More action needed

Submitted by Anon on 27 June, 2009 - 8:06 Author: Colin Foster

An activist from the CWU union spoke to Colin Foster about the issues in the post following the London and Edinburgh strikes over job cuts on 19 June

There’s no decision yet made about the next lot of action, but there will have to be further action, because Royal Mail have not moved.

The problem is, these are local fights over a national issue, arising from the poor deal made after the dispute in 2007. That deal gave Royal Mail bosses a national commitment to “flexibility”, which has allowed them to do things they could never have done office by office.

There have been some mail centres closed. It has been difficult to mobilise over that, because the workers in mail centres being closed start looking for their individual redundancy terms, and the workers in other mail centres are not affected.

Changes in conditions have been much more severe in delivery. There is relentless speed-up. A delivery span used to be delivering two bags of mail in two hours. Now it is delivering five or six bags in three and a half hours. The bosses are still pushing for longer delivery spans, and they are bringing more and more part-timers.

To be honest, it can be difficult to mobilise members, because they still feel sold out from two years ago. You say we need a fight, and they say “what? With this leadership?”

The 2007 deal also left the issue of pensions not sorted out at all. The final-salary pension has gone for new starters, and workers have to work to 65 — and the delivery job is now so arduous that a lot of people just can’t do that — and still the scheme is not balanced financially. I think the union’s answer should be simple: the Government should put the money in to fund the scheme, and we should demand the reversal of the pension cutbacks already made.

There’s a problem in elements of the CWU leadership of illusions in the Labour leadership. Mandelson caught them by surprise by going forward with the part-privatisation of Royal Mail.

You have two factions in the leadership, both of them wrong in my view. I don’t align with either camp: I take the issues as they come. Billy Hayes (the general secretary) is very much for affiliation to the Labour Party, but he sees political campaigning in terms of talks behind the scenes and lobbying MPs.

Dave Ward (deputy general secretary postal) is basically for disaffiliation of the union from the Labour Party, though he seems to have decided that this is not the best time to come forward on it. His approach is a sort of non-political syndicalism, and some of the people behind him are worse.

And, as in all other unions, the bureaucracy has an enormous weight in shaping how campaigns and policies actually turn out.

So the campaign against Royal Mail privatisation has been weaker than it should have been. It looks as if the part-privatisation could be abandoned now, but if so, it’s not really because of our campaign, but because Gordon Brown reckons that he has just too many other political problems.
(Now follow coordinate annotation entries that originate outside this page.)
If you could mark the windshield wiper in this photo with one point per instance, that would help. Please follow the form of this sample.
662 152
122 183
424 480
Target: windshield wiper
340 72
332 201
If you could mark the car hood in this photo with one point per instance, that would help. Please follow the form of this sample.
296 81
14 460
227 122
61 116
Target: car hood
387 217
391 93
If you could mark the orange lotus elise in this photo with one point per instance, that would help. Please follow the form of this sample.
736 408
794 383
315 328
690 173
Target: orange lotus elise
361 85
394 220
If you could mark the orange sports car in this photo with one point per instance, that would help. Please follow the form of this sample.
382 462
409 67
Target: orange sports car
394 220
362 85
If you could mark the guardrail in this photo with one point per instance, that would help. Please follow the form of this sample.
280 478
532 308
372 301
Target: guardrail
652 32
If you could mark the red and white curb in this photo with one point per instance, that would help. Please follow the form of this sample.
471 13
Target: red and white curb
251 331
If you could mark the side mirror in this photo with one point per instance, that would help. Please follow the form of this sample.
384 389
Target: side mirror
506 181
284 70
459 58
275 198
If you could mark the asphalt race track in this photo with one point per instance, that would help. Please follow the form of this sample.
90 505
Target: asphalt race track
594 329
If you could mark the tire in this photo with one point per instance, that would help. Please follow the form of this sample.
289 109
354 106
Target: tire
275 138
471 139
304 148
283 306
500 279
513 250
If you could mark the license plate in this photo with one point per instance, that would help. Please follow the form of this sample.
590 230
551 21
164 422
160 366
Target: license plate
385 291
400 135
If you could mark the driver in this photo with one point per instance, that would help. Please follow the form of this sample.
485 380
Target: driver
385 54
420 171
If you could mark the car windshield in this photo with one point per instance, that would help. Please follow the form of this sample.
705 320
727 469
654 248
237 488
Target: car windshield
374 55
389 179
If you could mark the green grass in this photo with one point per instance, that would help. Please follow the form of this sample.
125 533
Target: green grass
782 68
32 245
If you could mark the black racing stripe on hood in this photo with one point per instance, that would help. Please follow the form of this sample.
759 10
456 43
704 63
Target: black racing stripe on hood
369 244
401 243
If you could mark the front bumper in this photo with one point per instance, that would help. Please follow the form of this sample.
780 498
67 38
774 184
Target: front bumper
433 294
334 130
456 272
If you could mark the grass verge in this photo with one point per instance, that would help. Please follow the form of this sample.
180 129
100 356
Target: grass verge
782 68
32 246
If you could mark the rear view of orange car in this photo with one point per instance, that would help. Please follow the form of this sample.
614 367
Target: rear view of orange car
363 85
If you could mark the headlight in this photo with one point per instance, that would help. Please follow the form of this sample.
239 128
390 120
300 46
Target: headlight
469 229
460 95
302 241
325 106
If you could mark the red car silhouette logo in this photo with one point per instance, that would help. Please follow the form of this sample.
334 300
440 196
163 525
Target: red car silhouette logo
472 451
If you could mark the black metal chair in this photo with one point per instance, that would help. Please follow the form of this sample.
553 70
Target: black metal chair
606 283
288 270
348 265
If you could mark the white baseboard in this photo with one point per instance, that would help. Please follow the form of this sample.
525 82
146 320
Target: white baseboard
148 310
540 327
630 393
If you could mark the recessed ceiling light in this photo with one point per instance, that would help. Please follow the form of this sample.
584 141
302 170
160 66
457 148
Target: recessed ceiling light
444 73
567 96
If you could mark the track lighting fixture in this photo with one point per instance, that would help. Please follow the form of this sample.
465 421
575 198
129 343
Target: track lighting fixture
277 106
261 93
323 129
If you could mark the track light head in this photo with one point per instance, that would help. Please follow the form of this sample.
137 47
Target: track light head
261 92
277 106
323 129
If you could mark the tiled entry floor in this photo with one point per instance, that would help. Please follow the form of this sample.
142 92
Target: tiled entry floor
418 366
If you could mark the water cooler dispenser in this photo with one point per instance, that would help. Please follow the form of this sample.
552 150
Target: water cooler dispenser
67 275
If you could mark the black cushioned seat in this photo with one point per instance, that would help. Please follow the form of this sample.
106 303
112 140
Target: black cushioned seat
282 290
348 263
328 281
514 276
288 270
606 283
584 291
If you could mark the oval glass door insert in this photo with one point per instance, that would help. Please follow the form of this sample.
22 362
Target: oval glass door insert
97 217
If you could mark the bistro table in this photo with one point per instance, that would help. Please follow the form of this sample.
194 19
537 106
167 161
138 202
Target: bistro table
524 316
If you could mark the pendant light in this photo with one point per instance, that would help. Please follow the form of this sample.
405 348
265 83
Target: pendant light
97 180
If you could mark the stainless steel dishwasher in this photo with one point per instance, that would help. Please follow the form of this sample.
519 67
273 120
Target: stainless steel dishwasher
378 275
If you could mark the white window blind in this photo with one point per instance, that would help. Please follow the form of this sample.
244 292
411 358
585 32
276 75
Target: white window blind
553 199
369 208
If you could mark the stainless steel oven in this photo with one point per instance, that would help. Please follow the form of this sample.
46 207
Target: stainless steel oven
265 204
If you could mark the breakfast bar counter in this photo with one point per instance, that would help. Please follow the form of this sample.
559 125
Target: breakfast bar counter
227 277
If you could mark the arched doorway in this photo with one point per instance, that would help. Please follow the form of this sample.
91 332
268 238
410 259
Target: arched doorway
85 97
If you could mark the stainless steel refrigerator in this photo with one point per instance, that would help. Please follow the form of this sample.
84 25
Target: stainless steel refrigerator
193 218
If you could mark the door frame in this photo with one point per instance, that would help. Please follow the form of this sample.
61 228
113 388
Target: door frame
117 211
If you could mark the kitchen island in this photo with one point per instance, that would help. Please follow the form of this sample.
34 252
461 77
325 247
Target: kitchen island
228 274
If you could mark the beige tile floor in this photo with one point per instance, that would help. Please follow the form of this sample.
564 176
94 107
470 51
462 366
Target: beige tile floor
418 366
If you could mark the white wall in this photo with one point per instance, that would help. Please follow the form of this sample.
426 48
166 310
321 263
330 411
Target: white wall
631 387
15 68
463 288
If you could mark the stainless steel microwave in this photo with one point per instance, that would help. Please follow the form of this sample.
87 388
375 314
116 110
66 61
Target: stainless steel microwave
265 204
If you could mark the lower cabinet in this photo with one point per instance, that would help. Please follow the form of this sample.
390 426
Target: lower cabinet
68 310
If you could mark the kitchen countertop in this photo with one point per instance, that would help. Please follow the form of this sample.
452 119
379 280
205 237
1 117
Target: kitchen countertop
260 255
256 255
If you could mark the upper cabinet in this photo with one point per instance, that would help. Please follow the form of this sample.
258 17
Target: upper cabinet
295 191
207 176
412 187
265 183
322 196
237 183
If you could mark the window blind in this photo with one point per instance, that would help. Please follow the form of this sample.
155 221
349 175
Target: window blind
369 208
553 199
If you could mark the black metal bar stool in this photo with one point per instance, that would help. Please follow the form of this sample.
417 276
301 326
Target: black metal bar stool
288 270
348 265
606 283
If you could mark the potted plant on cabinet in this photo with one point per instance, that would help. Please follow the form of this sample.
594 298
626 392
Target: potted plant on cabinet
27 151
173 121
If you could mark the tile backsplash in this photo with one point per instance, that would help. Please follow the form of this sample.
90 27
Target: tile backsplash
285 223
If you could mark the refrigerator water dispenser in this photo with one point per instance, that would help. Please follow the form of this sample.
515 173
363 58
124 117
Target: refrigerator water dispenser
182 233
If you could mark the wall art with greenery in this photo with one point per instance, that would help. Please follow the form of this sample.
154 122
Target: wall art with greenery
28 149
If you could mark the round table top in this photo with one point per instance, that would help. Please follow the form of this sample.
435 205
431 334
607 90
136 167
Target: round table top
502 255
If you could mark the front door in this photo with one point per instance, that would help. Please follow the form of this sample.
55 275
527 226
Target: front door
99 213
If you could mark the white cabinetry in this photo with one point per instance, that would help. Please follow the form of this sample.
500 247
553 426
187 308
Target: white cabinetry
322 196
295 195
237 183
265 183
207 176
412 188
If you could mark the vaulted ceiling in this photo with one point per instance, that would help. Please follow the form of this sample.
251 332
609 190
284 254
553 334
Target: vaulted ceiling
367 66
Could Dave Ward’s talk of “a joint Royal Mail/CWU vision of modernisation” and “a sustainable business model for Royal Mail that could survive a change of government” lead to the union backing a modified part-privatisation plan on the grounds that it is better to seal a deal like that now than stand out and see a Tory government push through full privatisation? I don’t know. Until the crunch comes, it is very hard to see how it will all go.

But we should remember one thing. I think public ownership is very important. But if part-privatisation is abandoned, it doesn’t mean that our problems are solved. Royal Mail bosses will go on running the post as a business rather than a public service until we stop them.

• The London Divisional Council of the CWU (a stronghold of support for Dave Ward) has followed up the 19 June strike by announcing: “We in London will give them [the Government] till the end of this month [June] to force Royal Mail to agree a National Agreement or we will start to ballot London members on whether they fund the Labour Party. We know this will bring us at risk of discipline from the National Union...”

Another CWU activist told Solidarity: “I’m not sure this means a lot, rather than posing. The London Divisional Council has a political fund, but it doesn’t pay any affiliation money to the Labour Party — that is done by the national union, or by branches — so this is not a disaffiliation measure”.